Qihoo-T2X: An Efficient Proxy-Tokenized Diffusion Transformer for Text-to-Any-Task

TL;DR

The Proxy-Tokenized Diffusion Transformer (PT-DiT), which employs sparse representative token attention to model global visual information efficiently, and further develops the Qihoo-T2X family, which includes a variety of models for T2I, T2V, and T2MV tasks.

Abstract

The global self-attention mechanism in diffusion transformers involves redundant computation due to the sparse and redundant nature of visual information, and the attention map of tokens within a spatial window shows significant similarity. To address this redundancy, we propose the Proxy-Tokenized Diffusion Transformer (PT-DiT), which employs sparse representative token attention (where the number of representative tokens is much smaller than the total number of tokens) to model global visual information efficiently. Specifically, within each transformer block, we compute an averaging token from each spatial-temporal window to serve as a proxy token for that region. The global semantics are captured through the self-attention of these proxy tokens and then injected into all latent tokens via cross-attention. Simultaneously, we introduce window and shift window attention to address the limitations in detail modeling caused by the sparse attention mechanism.
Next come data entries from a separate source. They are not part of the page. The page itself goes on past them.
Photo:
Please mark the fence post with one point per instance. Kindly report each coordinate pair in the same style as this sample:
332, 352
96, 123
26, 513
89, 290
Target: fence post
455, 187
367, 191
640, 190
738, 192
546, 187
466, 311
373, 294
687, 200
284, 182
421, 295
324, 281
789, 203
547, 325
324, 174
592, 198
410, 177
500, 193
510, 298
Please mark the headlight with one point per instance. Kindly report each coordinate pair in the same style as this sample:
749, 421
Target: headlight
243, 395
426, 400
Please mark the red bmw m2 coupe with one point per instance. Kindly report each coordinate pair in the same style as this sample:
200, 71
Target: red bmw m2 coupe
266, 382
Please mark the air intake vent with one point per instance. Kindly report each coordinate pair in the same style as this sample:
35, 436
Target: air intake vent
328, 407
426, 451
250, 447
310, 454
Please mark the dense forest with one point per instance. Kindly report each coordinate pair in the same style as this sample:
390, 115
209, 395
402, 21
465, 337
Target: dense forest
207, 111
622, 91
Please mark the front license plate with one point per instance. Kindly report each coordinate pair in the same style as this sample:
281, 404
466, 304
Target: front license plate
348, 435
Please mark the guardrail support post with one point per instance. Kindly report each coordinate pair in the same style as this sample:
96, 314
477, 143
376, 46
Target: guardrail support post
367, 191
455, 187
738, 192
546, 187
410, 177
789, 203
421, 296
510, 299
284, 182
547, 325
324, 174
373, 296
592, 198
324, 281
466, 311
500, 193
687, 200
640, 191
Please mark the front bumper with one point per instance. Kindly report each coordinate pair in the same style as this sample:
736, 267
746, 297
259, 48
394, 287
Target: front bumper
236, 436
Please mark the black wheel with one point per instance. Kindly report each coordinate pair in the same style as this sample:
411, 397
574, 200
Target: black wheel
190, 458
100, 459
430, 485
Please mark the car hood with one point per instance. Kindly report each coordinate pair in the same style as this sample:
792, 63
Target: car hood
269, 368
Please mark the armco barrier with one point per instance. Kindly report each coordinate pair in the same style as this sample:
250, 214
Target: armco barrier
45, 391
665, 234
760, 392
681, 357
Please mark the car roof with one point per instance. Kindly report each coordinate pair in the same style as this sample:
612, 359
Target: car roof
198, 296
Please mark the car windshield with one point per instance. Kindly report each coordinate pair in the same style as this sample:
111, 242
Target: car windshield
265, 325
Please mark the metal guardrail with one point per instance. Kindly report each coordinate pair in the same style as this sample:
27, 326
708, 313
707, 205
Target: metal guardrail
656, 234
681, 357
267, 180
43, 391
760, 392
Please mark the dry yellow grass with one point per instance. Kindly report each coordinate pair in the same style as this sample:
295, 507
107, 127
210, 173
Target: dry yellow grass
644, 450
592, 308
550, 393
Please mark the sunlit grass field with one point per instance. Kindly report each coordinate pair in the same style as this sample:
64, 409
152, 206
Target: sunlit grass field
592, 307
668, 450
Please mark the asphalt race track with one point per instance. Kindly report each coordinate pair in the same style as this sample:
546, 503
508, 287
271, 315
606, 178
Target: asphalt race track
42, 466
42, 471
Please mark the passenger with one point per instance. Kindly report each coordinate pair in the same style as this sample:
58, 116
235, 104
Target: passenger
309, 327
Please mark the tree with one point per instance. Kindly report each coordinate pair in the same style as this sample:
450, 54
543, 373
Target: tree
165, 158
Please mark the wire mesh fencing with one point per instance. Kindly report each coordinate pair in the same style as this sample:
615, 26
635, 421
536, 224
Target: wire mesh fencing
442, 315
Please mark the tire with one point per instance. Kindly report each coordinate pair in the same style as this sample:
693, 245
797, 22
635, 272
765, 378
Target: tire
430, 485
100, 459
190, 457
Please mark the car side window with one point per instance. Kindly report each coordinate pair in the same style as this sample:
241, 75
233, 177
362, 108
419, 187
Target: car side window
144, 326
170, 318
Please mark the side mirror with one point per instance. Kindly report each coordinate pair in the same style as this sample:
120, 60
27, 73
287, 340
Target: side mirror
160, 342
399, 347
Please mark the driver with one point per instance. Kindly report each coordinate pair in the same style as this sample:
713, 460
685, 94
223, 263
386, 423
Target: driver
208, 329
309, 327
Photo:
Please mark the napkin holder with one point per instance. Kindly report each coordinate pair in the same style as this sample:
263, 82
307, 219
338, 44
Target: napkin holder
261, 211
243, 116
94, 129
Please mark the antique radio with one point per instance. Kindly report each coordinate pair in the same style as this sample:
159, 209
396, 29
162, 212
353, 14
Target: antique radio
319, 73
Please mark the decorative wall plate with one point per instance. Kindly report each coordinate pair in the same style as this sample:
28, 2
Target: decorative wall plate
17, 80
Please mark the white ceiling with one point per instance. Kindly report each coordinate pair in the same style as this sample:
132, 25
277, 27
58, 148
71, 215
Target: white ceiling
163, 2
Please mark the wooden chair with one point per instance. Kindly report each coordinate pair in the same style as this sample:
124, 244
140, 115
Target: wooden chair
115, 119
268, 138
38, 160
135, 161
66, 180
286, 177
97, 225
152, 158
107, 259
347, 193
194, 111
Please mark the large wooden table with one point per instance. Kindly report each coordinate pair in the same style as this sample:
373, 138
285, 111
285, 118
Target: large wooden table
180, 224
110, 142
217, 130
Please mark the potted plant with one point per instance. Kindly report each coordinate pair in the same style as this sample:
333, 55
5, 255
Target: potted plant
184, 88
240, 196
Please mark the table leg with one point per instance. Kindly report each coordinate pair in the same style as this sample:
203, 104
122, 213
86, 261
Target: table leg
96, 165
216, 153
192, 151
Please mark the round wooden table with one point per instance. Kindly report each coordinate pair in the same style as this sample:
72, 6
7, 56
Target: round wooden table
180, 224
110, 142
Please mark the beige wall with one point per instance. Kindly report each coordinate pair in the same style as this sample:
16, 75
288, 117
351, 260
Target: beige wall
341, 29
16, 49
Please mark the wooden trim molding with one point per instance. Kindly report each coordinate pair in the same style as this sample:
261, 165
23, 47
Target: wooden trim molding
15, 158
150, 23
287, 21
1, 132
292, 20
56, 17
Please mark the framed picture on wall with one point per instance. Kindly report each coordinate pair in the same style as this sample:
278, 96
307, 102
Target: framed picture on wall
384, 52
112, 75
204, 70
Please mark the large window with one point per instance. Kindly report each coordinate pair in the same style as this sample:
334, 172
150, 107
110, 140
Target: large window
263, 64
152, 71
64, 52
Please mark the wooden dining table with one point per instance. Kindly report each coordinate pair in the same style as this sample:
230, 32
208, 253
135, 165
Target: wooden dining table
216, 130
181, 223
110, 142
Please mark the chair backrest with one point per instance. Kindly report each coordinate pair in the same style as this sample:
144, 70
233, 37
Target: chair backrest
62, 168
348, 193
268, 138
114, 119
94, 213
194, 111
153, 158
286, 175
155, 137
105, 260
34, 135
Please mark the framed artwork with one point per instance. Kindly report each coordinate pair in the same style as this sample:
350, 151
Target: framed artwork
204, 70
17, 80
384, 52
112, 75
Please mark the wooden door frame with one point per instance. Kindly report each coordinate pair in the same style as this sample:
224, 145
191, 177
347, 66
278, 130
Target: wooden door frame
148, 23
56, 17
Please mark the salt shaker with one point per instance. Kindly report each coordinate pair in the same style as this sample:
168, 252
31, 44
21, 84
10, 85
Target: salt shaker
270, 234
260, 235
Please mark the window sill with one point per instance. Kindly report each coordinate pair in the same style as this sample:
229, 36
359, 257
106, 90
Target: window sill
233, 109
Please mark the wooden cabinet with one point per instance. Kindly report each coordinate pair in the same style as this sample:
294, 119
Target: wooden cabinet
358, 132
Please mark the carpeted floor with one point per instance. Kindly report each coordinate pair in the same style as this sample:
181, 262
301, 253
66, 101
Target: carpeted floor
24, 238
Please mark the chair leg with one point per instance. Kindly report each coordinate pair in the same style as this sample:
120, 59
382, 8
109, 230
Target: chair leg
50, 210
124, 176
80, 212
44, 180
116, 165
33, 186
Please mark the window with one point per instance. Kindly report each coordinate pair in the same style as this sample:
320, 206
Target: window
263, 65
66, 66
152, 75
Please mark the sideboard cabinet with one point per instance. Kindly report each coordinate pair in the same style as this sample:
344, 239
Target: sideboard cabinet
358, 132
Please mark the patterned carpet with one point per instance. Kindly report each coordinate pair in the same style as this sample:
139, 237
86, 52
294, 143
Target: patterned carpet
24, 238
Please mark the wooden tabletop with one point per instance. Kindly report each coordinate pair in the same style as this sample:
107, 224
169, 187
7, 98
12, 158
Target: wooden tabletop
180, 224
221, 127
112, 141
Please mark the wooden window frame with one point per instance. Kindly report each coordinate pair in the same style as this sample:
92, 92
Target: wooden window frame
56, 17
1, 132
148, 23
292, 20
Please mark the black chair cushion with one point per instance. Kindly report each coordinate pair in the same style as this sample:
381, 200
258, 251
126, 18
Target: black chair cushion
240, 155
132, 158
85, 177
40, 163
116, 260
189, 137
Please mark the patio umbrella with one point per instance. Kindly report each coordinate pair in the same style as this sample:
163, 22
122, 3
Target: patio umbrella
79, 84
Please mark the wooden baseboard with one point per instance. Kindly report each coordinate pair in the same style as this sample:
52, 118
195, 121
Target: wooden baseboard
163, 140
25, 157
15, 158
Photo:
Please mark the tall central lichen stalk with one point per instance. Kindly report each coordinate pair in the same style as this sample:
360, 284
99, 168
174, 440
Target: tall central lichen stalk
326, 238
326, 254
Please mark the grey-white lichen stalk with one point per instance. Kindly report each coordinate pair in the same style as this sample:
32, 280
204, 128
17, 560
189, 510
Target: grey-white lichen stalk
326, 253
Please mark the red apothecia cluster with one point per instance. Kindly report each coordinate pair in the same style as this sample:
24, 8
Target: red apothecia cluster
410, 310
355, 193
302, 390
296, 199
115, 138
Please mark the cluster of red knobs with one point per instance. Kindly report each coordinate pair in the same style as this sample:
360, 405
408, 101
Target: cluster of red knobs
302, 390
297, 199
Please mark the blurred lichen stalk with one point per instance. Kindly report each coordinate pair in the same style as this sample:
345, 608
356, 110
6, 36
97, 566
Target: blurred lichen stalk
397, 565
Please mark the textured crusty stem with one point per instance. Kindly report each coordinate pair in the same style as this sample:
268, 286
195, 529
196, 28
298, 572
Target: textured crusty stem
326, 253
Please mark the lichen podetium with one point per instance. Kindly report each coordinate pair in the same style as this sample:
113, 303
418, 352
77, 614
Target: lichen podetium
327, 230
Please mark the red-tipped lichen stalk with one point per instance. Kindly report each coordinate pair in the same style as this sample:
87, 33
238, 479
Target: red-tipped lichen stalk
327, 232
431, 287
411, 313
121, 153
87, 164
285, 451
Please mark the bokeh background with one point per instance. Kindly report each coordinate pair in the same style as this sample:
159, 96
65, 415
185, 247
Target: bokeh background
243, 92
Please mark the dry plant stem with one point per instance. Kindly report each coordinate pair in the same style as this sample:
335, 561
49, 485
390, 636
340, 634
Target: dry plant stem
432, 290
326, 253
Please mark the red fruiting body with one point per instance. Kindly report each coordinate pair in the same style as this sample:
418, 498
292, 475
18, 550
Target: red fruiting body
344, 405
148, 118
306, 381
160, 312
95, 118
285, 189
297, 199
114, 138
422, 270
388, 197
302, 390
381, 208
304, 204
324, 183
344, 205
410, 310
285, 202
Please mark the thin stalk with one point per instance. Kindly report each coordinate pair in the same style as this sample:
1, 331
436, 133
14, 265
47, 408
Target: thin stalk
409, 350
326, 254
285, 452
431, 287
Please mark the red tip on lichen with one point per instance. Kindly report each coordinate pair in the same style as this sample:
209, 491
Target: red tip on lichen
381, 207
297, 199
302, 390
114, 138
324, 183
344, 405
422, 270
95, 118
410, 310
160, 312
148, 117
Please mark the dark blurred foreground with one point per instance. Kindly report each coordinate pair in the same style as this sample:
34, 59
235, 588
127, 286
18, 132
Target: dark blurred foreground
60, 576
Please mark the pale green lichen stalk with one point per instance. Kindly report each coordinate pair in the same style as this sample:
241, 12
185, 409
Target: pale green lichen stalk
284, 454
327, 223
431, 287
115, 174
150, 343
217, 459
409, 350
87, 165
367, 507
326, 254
Building on the well-designed PT-DiT, we further develop the Qihoo-T2X family, which includes a variety of models for T2I, T2V, and T2MV tasks. Experimental results show that PT-DiT achieves competitive performance while reducing the computational complexity in both image and video generation tasks (e.g., a 49% reduction compared to DiT and a 34% reduction compared to PixArt-$α$). The visual exhibition and source code of Qihoo-T2X is available at https://360cvgroup.github.io/Qihoo-T2X/.

Figures (10)

• Figure 1: The samples from Qihoo-T2I showcase high fidelity and aesthetic qualities, demonstrating a strong consistency with given textual descriptions.
• Figure 2: Comparison of complexity between PixArt-$\alpha$ and PT-DiT/L at various resolutions.
• Figure 3: The attention map of self-attention in PixArt-$\alpha$ at 512 resolution. We assemble the attention map for 16 tokens within a $4 \times 4$ spatial window. The vertical axis represents different tokens within the window, and the horizontal axis represents their correlation with all latent tokens. It is evident that the attention of different tokens in the same window is almost identical for spatially distant tokens, whereas there is noticeable variation for spatially neighboring tokens.
• Figure 4: The overall architecture of PT-DiT. The image or video undergoes processing through a 3D VAE, followed by noise addition, patch embedding, and positional encoding to generate latent tokens. We replace global attention with proxy-tokenized attention to establish contextual associations and employ visual cross-attention to propagate this information to all tokens, thereby reducing computational redundancy. Moreover, texture detail modeling is enhanced through window attention and shifted window attention.
• Figure 5: Qualitative comparison of Text-to-Image generation models.